Ori spent a long time wandering the Library's stacks and sampling the works, that covered aspects of history (human) and culture (mostly human) around the blue-marble planet and from age to age.
Learnèd tomes with copious footnotes. Monographs and academic journals.
Novels, collections of short stories and poetry. Voice recordings of oral-formulaic epic poetry. Films.
Volumes of music. (Ori almost got lost in that section.) Recordings, too.
Newspapers, the good and the trashy. And then the utterly trashy.
Graphic novels. History lessons in graphic novel form. Propaganda in graphic novel form (which made Ori slightly nauseous).
Posters. Paintings. Coffee-table volumes of art. Films of art historians explaining art that put Ori to sleep.
After a refreshing art-historian-induced nap, Ori decided to leave the Library, a bit reluctantly, and do some further exploring. Pausing only to give the giant floor-mounted globe a playful twist, Ori headed out the ornate doors and back into the mysterious corridor.
After peeking through doors marked 'Dining Room' (sumptuously decorated) and 'Kitchen' (so fully equipped Ori wasn't sure what half of those things did), Ori came to one that said 'Bedroom'. It was…amazing.
'Just what I needed for a restful night,' decided Ori.

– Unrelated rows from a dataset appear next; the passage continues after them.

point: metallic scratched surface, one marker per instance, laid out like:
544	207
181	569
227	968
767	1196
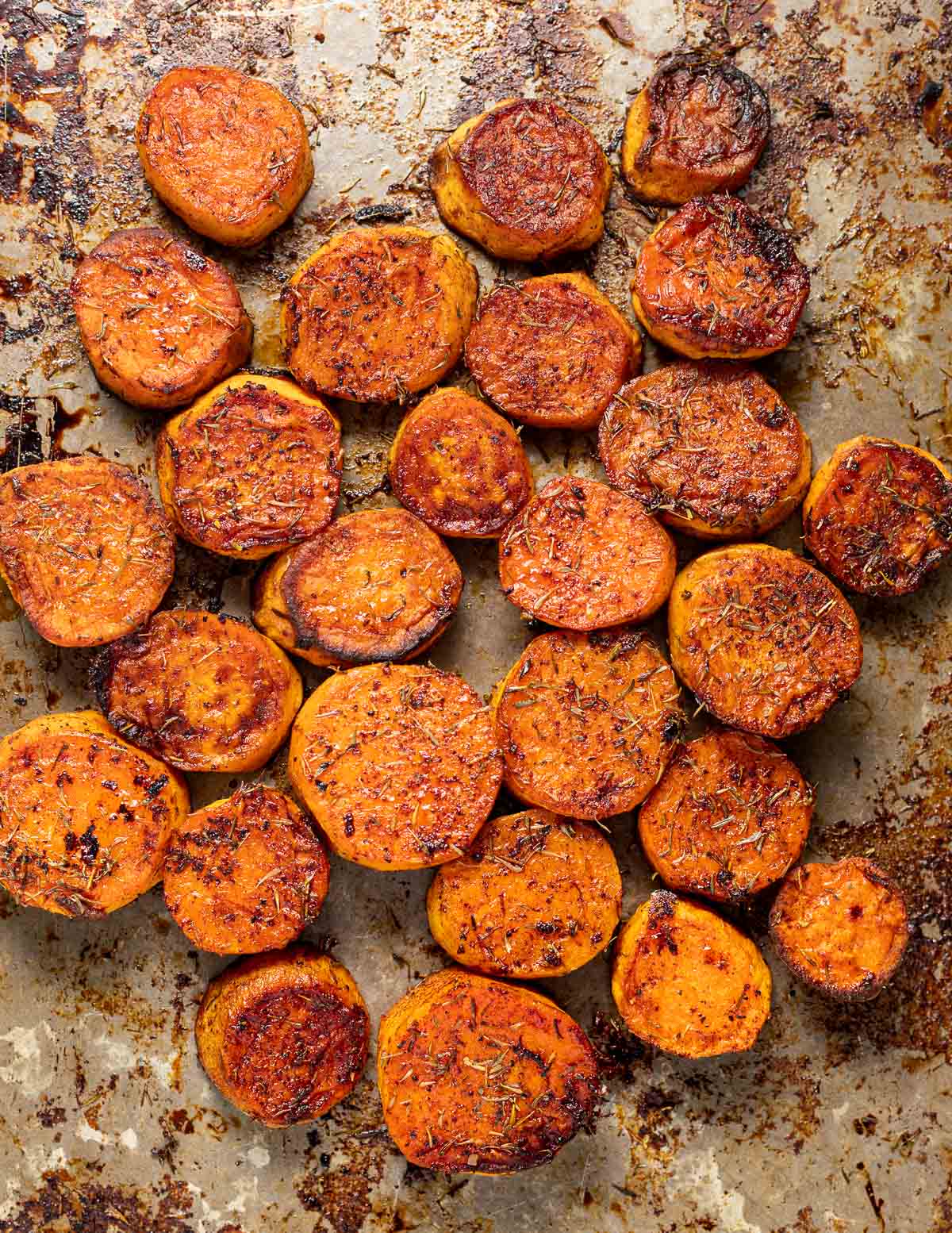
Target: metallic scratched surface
840	1119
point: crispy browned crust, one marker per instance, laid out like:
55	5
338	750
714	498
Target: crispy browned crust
284	1036
841	928
582	556
86	549
482	1077
160	323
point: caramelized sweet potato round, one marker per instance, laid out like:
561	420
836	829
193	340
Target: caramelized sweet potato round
202	692
878	516
228	153
251	467
708	447
551	351
524	179
582	556
86	549
765	640
459	467
160	323
716	282
397	765
378	312
478	1075
687	981
84	816
284	1036
536	895
587	721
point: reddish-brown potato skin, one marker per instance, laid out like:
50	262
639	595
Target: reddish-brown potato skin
582	556
841	928
456	1041
160	323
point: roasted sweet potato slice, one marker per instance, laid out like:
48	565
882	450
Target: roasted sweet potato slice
84	816
202	692
878	516
284	1036
160	323
716	282
86	549
397	765
687	981
765	640
587	721
378	313
228	153
729	816
482	1077
251	467
582	556
459	467
708	447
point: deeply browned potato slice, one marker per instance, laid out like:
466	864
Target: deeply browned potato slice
397	763
284	1036
536	895
687	981
378	313
204	692
587	721
251	467
763	639
698	126
481	1077
878	516
584	556
459	467
246	874
228	153
716	282
84	547
160	323
708	447
524	179
729	816
84	816
551	351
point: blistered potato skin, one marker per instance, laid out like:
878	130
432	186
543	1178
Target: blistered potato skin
84	816
159	322
226	152
459	1037
86	549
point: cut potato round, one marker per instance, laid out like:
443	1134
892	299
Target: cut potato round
524	179
160	323
482	1077
397	763
378	313
582	556
708	447
284	1036
226	152
84	816
459	467
202	692
765	640
86	549
551	351
878	516
587	721
687	981
716	282
251	467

Further investigation revealed other rooms, other purposes. But to Ori, the pièce de résistance was the one labelled 'Dressing Room'.
Ori explored the outfits on offer: togas, djellabas, robes. Pantaloons, hose, trousers, blue jeans. Suits from every era.
Dresses, too. Ori puzzled over farthingales and hoop skirts.
Then Ori discovered a codpiece and had to go back to the kitchen for water and a spoonful of sugar to quell the hiccups that followed a prolonged fit of laughter.
Back to the Dressing Room. Ori surveyed what seemed like miles of human costuming.
'The way I figure it,' said Ori, 'I can either open a theatre with the planet's largest repertoire, or…'
'…do a LOT of damage to their history.'
Now it was Prajapati's turn to laugh. The room shook with the sound of it.